In the 1960s, specialists discovered errors that at first seemed terrifying in domestic buildings that were then only 20-30 years old. Huge cracks appeared in some of the relatively young houses, which were in principle completely well-built. These serious defects did not appear due to previously unrecognised war injuries or the fighting during the 1956 revolution, but the experts were faced with the fact that the building material itself was faulty.

The problem occurred in several locations in Budapest. On 28 January 1966, the slab of the Margit Island Grand Hotel, which was under renovation, collapsed. A few months later, on 16 September 1966, a problem also occurred in an inner city high-rise apartment building: a huge crack appeared. The 29 October 1967 issue of Népszabadság wrote about the case as follows:

"One of the residents of 4 Rákóczi Road - a professor of the statics department of the University of Technology - noticed the ominous signs on the mentioned day: a previous crack on the wall of the boiler house grew by 40 centimetres in 24 hours.

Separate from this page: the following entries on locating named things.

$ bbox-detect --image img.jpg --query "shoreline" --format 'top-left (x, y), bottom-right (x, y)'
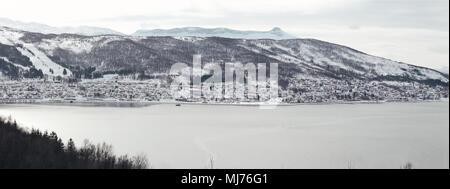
top-left (0, 98), bottom-right (449, 108)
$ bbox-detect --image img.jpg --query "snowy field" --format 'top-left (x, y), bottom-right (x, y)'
top-left (0, 101), bottom-right (449, 169)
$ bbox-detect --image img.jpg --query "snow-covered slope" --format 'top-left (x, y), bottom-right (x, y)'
top-left (132, 27), bottom-right (296, 40)
top-left (0, 18), bottom-right (123, 36)
top-left (0, 27), bottom-right (71, 76)
top-left (0, 27), bottom-right (449, 84)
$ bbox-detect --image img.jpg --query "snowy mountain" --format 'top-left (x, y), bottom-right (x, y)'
top-left (0, 18), bottom-right (123, 36)
top-left (0, 27), bottom-right (449, 86)
top-left (132, 27), bottom-right (296, 40)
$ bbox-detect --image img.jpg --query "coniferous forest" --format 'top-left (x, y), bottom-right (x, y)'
top-left (0, 117), bottom-right (148, 169)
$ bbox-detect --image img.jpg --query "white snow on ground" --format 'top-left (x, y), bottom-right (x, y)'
top-left (38, 36), bottom-right (123, 54)
top-left (173, 36), bottom-right (205, 42)
top-left (17, 43), bottom-right (72, 76)
top-left (0, 56), bottom-right (30, 70)
top-left (0, 28), bottom-right (72, 76)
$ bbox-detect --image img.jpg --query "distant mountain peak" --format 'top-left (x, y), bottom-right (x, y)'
top-left (0, 18), bottom-right (124, 36)
top-left (132, 27), bottom-right (296, 40)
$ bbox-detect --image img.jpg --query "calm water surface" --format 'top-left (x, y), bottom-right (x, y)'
top-left (0, 102), bottom-right (449, 169)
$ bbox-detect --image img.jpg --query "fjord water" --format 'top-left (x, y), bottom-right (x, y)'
top-left (0, 101), bottom-right (449, 169)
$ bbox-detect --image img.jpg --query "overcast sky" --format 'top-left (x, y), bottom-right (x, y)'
top-left (0, 0), bottom-right (449, 69)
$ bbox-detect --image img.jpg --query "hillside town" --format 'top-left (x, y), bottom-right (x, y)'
top-left (0, 76), bottom-right (449, 103)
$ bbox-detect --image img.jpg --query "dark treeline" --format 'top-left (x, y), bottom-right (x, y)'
top-left (0, 117), bottom-right (148, 169)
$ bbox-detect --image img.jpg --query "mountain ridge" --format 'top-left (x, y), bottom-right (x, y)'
top-left (0, 24), bottom-right (448, 82)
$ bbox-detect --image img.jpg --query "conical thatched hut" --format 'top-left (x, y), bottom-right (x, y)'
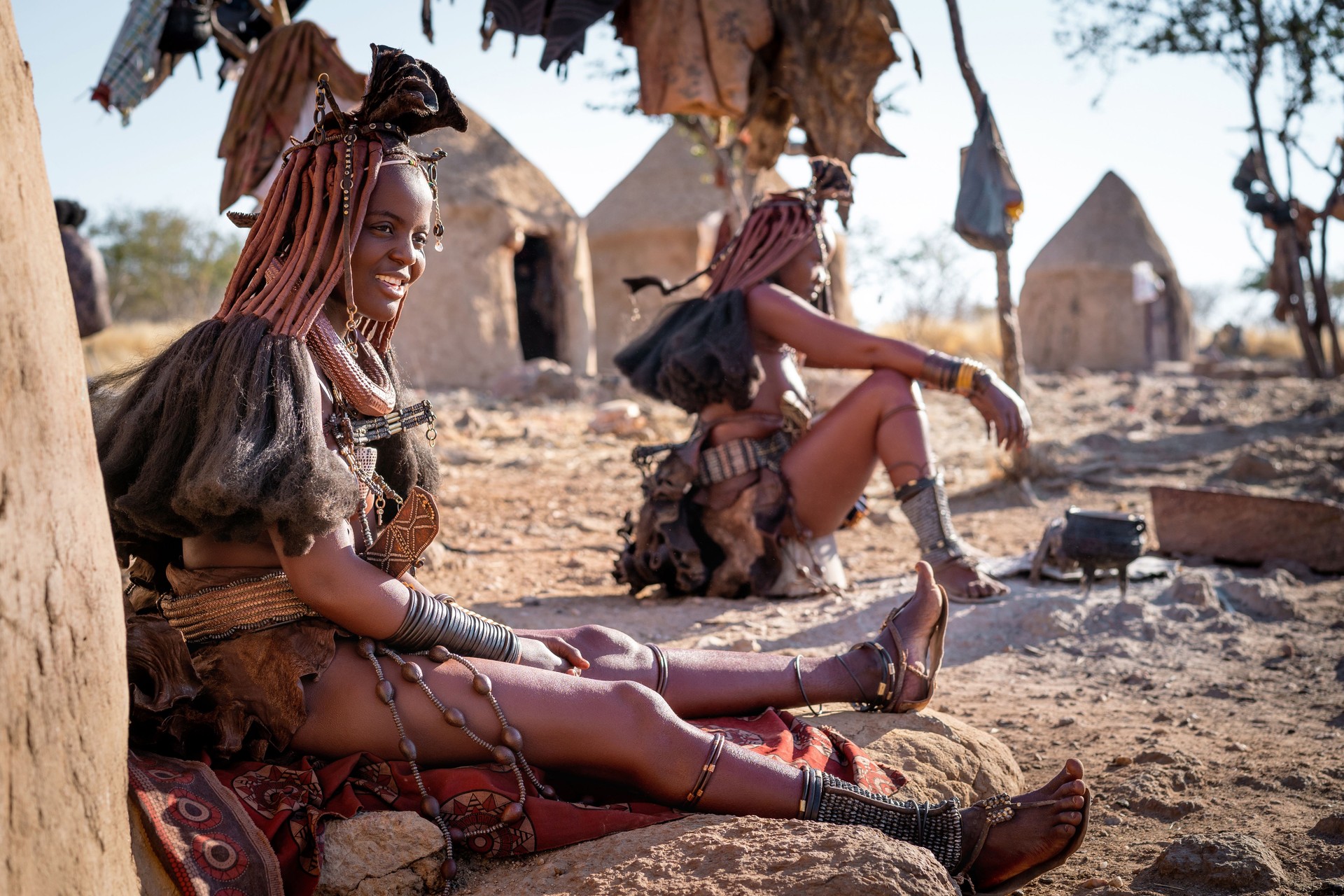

It was no trifling matter, from the extremely fast process experienced in the room, the professor and the other specialists could rightly conclude that the state of the apartment building contained an immediate danger to life."

The investigations began immediately after the Margit Island accident, and five institutions were appointed to prepare the examinations: the Institute of Construction Sciences, the Construction Industry Quality Inspection Institute, the Silicate Industry Central Research and Design Institute, the Geodetic and Soil Testing Company and the Budapest University of Technology.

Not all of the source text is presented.